Разговор между Раджлакшми и моим названым братом возобновился. Несколько раз я начинал дремать и терял нить разговора из-за скрипа колес, но дополнял воображением то, что не слышал, и, в общем, время проводил недурно.
— Что у тебя в ящике, Анондо? — услышал я в полусне голос Раджлакшми.
— Книги и лекарства,— донесся ответ.
— Разве ты доктор?
— Я саньяси, сестра. Вы не слышали, что там холера?
— Неужели? — удивилась Раджлакшми.— Мой управляющий ничего не писал об этом. Значит, ты будешь бороться с холерой?

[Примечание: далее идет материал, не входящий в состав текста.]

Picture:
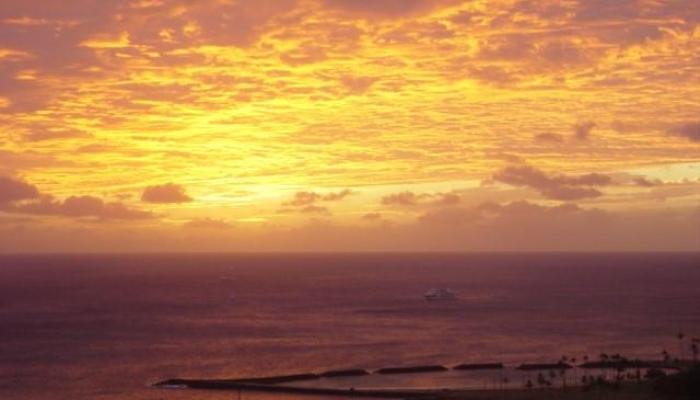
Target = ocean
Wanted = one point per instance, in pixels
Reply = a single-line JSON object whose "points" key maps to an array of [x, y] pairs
{"points": [[107, 326]]}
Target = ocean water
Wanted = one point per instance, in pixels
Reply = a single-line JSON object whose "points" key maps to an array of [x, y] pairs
{"points": [[105, 326]]}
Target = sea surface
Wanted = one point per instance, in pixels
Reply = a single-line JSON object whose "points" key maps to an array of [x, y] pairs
{"points": [[106, 326]]}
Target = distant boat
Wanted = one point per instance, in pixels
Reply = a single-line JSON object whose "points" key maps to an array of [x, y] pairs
{"points": [[440, 294]]}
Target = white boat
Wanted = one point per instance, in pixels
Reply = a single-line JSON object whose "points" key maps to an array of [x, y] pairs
{"points": [[440, 294]]}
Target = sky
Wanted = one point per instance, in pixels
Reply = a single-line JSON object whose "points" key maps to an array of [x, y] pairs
{"points": [[349, 125]]}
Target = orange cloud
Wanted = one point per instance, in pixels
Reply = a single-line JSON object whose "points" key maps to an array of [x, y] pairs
{"points": [[167, 193]]}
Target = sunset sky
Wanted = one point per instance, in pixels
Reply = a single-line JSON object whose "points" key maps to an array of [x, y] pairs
{"points": [[343, 125]]}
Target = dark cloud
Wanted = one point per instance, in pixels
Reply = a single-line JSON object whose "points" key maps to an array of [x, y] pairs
{"points": [[582, 130], [559, 187], [80, 206], [15, 190], [167, 193]]}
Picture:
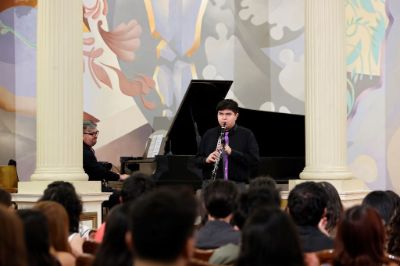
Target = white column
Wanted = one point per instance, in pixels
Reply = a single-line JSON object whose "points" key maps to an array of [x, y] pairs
{"points": [[326, 118], [59, 91]]}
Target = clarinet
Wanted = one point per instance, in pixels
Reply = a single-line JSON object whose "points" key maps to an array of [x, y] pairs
{"points": [[220, 149]]}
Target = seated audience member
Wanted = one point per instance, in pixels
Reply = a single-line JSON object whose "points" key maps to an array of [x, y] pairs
{"points": [[307, 204], [114, 251], [65, 194], [5, 199], [220, 199], [360, 239], [57, 219], [393, 245], [133, 187], [37, 239], [334, 210], [250, 201], [12, 245], [395, 198], [382, 202], [262, 181], [162, 228], [269, 237]]}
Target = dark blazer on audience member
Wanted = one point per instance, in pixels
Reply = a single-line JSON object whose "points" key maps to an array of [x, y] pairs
{"points": [[312, 239], [94, 169], [215, 234]]}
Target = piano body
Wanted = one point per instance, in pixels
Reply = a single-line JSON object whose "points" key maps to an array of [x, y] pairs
{"points": [[280, 138]]}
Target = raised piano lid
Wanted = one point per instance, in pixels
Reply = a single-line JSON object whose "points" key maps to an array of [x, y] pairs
{"points": [[195, 115]]}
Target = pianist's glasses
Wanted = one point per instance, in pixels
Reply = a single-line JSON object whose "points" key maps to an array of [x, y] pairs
{"points": [[93, 134]]}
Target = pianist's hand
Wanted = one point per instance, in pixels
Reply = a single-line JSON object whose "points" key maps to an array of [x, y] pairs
{"points": [[212, 157], [123, 177]]}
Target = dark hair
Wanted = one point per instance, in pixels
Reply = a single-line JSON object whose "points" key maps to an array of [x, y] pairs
{"points": [[5, 198], [12, 244], [57, 218], [254, 199], [220, 198], [269, 237], [360, 239], [161, 222], [307, 202], [334, 206], [382, 202], [135, 186], [113, 250], [262, 181], [65, 194], [394, 235], [37, 238], [228, 104]]}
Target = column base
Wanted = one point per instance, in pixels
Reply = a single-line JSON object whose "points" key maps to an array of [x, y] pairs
{"points": [[38, 187], [326, 174], [59, 175], [351, 191]]}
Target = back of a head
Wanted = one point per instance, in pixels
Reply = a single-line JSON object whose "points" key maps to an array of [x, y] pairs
{"points": [[5, 198], [87, 124], [57, 219], [269, 237], [262, 181], [65, 194], [161, 222], [114, 249], [307, 202], [12, 244], [228, 104], [135, 186], [37, 238], [254, 199], [360, 239], [382, 202], [220, 198]]}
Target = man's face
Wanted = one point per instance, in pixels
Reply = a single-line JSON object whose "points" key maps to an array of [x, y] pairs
{"points": [[227, 117], [90, 136]]}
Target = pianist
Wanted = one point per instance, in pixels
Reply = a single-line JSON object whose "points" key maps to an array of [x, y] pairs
{"points": [[94, 169], [239, 149]]}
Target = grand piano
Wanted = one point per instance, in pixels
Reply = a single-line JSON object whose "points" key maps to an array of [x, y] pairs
{"points": [[280, 138]]}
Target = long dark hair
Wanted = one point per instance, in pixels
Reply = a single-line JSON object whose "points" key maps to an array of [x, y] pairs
{"points": [[113, 250], [37, 238], [360, 239], [269, 237]]}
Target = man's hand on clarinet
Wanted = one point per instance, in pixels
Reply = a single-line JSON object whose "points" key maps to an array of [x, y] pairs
{"points": [[212, 157]]}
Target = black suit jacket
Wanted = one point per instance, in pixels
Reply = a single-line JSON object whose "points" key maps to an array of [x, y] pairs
{"points": [[244, 156], [95, 170]]}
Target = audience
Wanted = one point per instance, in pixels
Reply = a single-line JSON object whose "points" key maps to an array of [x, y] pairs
{"points": [[334, 210], [5, 199], [37, 239], [162, 228], [360, 240], [269, 237], [12, 244], [113, 251], [220, 199], [57, 219], [382, 202], [65, 194], [307, 204], [133, 187]]}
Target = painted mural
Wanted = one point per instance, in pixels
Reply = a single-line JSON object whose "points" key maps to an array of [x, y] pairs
{"points": [[139, 57]]}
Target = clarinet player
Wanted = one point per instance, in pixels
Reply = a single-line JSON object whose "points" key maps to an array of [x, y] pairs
{"points": [[228, 151]]}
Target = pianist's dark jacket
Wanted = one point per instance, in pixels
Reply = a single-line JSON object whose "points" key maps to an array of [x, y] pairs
{"points": [[244, 156], [95, 170]]}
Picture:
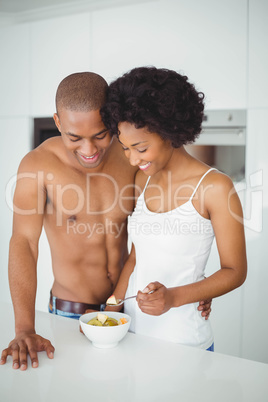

— К сожалению, это не в нашей власти, сестра. Саньяси стараются только помочь больным, и все. Но и это тоже воля всевышнего.
— Да, но для того, чтобы лечить, не обязательно быть саньяси. Скажи, Анондо, ты только поэтому и стал им?
— Не знаю, сестра. Но служить людям наш долг.
— Наш? — в голосе Раджлакшми послышалось удивление.— Значит, ты не один, вас целая группа?
Тот не ответил. Она снова заговорила:
— Кто внушил тебе, что для того, чтобы служить людям, нужно уйти в саньяси? Ведь на самом деле это совсем не так!
— Сестра,— сказал саньяси,— я пока еще самый обыкновенный саньяси, не совершил ничего особенного, так что меня и по имени-то называть не следует. Все, что я сделал,— это отказался от личных забот, чтобы думать и беспокоиться о других.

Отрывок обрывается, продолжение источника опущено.